Treasure in Clay Jars

Isaiah 6: 2-8 & 2 Corinthians 4: 5-12

18th Sunday after Pentecost/ 22nd September 2013

In Paul’s time the city of Corinth was known for its pottery.  By Paul’s time the industry was already centuries old with a reputation for exquisite pottery. Strategically located on the isthmus between the Peloponnese and Attica, with easy access to the Adriatic in the west and the Aegean in the east, Corinth was a major city in the Roman Empire, situated on a major east-west trade route, which allowed Corinthian pottery to end up all over the Empire. Most of the surviving vessels produced in Corinth have been found in lower Italy and Sicily.

            Paul knew about the Corinthian ceramic industry.  His “treasure in clay jars” statement here in 2 Corinthians 4 alludes to this.  This was more than just a convenient metaphor. When the church gathered in Corinth and heard his letter read during worship, that allusion to clay jars probably jumped off the page for them. It hit home. We hear “clay jars” and perhaps think of simple, ordinary terracotta pots or containers.  But that’s not the kind of pottery produced in Corinth.  The city was known for developing what is known as the black-figure technique, which emerged around 700 BC, when pottery vases with figures and scenes painted on them were replacing costly metal tableware. The black-figure technique allowed the ceramic pieces to retain that look, metallic and shiny.  Then they were painted, often with red or white paint. This style became very popular. Over the centuries Corinthian ceramics were known for their colorful ornamentation and beauty. It dominated the Mediterranean market for centuries. In this sense, for the Corinthians, there was certainly treasure in clay jars, at least in the making of clay jars.

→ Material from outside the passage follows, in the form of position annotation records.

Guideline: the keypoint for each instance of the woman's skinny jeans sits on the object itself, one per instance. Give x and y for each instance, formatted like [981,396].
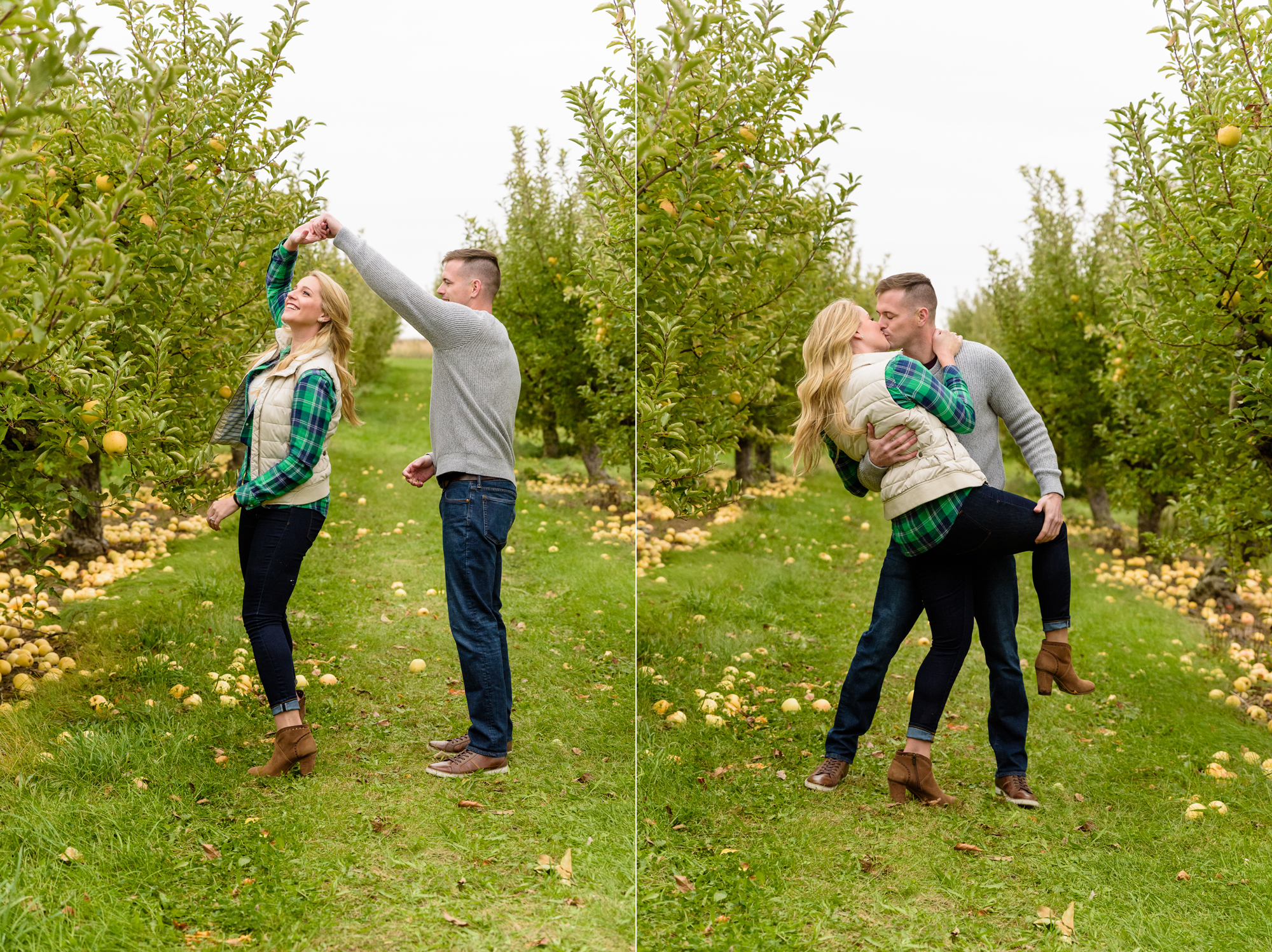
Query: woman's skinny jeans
[273,544]
[990,523]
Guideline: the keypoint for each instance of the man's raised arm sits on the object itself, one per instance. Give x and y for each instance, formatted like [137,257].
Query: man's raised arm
[446,324]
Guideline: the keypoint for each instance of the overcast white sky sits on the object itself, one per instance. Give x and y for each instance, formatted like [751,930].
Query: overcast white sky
[953,99]
[418,97]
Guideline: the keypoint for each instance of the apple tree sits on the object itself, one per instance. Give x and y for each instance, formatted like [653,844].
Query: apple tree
[735,219]
[143,193]
[1198,395]
[604,277]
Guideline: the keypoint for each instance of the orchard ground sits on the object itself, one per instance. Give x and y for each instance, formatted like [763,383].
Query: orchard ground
[774,864]
[370,852]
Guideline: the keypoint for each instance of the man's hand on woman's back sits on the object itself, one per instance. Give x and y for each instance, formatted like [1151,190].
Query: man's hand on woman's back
[892,448]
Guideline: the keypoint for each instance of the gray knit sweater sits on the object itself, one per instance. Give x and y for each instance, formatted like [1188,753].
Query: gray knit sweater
[995,394]
[476,380]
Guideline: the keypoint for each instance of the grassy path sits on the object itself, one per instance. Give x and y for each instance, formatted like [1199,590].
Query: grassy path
[371,852]
[774,864]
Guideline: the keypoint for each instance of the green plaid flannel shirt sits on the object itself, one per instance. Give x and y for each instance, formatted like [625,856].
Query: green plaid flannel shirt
[911,385]
[312,408]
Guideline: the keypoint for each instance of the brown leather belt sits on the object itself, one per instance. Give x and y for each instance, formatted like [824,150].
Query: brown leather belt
[462,478]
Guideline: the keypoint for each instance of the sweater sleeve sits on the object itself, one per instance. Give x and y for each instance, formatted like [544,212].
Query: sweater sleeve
[946,397]
[446,324]
[312,408]
[1026,425]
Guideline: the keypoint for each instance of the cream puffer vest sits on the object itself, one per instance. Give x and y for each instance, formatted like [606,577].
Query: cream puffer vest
[272,424]
[942,466]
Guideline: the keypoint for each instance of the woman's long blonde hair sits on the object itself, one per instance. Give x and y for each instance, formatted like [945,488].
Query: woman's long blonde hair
[827,364]
[335,334]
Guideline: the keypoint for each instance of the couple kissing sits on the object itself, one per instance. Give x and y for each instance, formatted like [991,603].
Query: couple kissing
[936,403]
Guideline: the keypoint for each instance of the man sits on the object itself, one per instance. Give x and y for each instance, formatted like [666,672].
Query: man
[476,383]
[908,311]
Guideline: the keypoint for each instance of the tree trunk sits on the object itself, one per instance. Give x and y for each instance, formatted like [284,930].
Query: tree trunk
[83,535]
[1098,498]
[1151,520]
[765,461]
[595,462]
[551,438]
[742,462]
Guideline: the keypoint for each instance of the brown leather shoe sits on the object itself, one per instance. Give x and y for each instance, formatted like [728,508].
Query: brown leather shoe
[1016,788]
[469,762]
[913,773]
[456,745]
[1055,662]
[293,747]
[827,776]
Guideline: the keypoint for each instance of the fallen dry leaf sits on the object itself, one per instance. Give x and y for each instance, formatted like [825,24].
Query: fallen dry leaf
[1067,920]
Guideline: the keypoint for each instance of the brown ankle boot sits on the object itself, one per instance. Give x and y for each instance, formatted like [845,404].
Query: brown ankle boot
[1055,662]
[914,773]
[293,747]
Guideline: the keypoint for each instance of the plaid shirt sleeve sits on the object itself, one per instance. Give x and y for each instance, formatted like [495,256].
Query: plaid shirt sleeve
[847,466]
[278,280]
[947,397]
[312,408]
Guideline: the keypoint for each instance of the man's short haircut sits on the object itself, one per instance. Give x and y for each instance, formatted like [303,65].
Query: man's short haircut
[918,292]
[480,264]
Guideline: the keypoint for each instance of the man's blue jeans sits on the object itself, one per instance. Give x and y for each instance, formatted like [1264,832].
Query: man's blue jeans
[896,610]
[476,517]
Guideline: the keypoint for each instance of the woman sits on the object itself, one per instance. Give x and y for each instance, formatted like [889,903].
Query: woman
[944,517]
[286,411]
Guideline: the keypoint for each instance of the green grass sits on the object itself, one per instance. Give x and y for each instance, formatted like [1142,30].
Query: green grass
[793,868]
[368,852]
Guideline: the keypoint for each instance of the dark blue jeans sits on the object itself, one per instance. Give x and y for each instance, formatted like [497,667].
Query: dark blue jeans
[273,544]
[990,525]
[896,610]
[476,517]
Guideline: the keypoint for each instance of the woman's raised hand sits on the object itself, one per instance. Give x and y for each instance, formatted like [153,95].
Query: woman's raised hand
[947,345]
[303,235]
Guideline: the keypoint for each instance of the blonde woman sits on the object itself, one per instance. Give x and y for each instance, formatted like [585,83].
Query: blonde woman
[946,518]
[286,411]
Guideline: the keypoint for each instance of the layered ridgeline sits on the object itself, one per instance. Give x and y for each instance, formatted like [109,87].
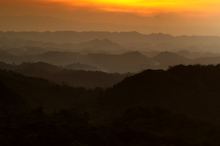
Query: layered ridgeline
[176,107]
[68,76]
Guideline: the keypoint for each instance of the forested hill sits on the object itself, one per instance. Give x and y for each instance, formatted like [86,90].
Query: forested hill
[178,107]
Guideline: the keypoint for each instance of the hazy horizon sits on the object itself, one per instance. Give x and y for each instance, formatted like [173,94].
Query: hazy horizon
[173,17]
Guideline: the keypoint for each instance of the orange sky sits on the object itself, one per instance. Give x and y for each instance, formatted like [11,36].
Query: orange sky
[168,16]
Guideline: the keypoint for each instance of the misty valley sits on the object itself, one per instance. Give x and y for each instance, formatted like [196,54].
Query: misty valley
[109,89]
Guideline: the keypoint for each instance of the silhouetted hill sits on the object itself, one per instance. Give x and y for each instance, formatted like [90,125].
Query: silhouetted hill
[192,90]
[42,93]
[59,75]
[151,108]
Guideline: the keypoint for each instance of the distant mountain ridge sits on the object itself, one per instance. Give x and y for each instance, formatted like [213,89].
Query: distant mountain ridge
[60,75]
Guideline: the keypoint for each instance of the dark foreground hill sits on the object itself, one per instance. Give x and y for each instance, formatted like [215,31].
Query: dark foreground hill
[192,90]
[178,107]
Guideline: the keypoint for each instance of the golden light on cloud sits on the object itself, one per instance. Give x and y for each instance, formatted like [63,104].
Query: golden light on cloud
[148,6]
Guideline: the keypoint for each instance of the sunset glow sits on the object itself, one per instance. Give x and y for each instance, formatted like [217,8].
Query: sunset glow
[147,6]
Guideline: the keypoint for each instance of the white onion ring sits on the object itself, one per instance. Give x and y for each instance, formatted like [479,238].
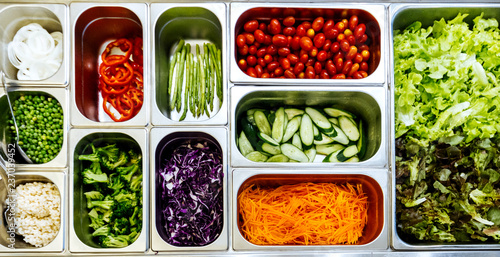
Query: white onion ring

            That said, throughout the ancient world pottery was ubiquitous. Everyone but the very rich used common clay vessels for everyday use and storage.  The members of First Church, Corinth would have had many jars and pots in their homes.  Today, if you walk around Corinth (or any ancient archeological site) you can find broken pieces of pottery everywhere.  I have a bag of pottery shards that I picked up over the years from Turkey and Greece and Israel.  As we know, fired clay can be very fragile, but it’s also extremely durable.  In Paul’s time, a well-made pot could keep things safe because they were nearly watertight and resisted decay and corrosion. Many clay pots more than 5,000 years old have been found discovered nearly intact.  In 1947 a shepherd boy wandered into a cave overlooking the Dead Sea and discovered large clay containers with a treasure inside: scrolls that were more than 2,000 years old—one of the greatest archeological finds ever.  It’s a discovery that has transformed the way we understand First Century Judaism and the emergence of Christianity.  Those scrolls survived, in part, because they were stored in clay jars.

            Fragile, yet durable and resilient.  Just like you and me.  Clay jars.  Human beings.

            God has placed a treasure, Paul writes, in clay jars. 
           
            God has placed a treasure in human beings. 
           
            God has placed a treasure in you and me.

            Now it’s easy to hear this text, especially verse 7, “…we have this treasure in clay jars, so that it may be clear that this extraordinary power belongs to God and does not come from us,” and come away feeling that the container, you and me as human beings have no inherent value relative to the treasure, that we’re fragile and valueless as broken pottery shards.  I think that’s projecting too much into the text and might say more about us, how we view ourselves, than what Paul is really saying here.

            What is Paul saying to the church?  That we have a story to share, a promise to extend, a message to proclaim which is God’s good news in Jesus Christ.  The story, the promise, the message, the Word that we proclaim and preach and share and embody with our lives is Jesus Christ and what he has done for us and what he continues to do through us.  The message, the story we offer the world is not the Church, but Jesus Christ, “the glory of Christ,” as Paul says, “who is the image of God” (2 Cor. 4:4).  “For we do not proclaim ourselves; we proclaim Jesus Christ as Lord and ourselves as your slaves for Jesus’ sake.” 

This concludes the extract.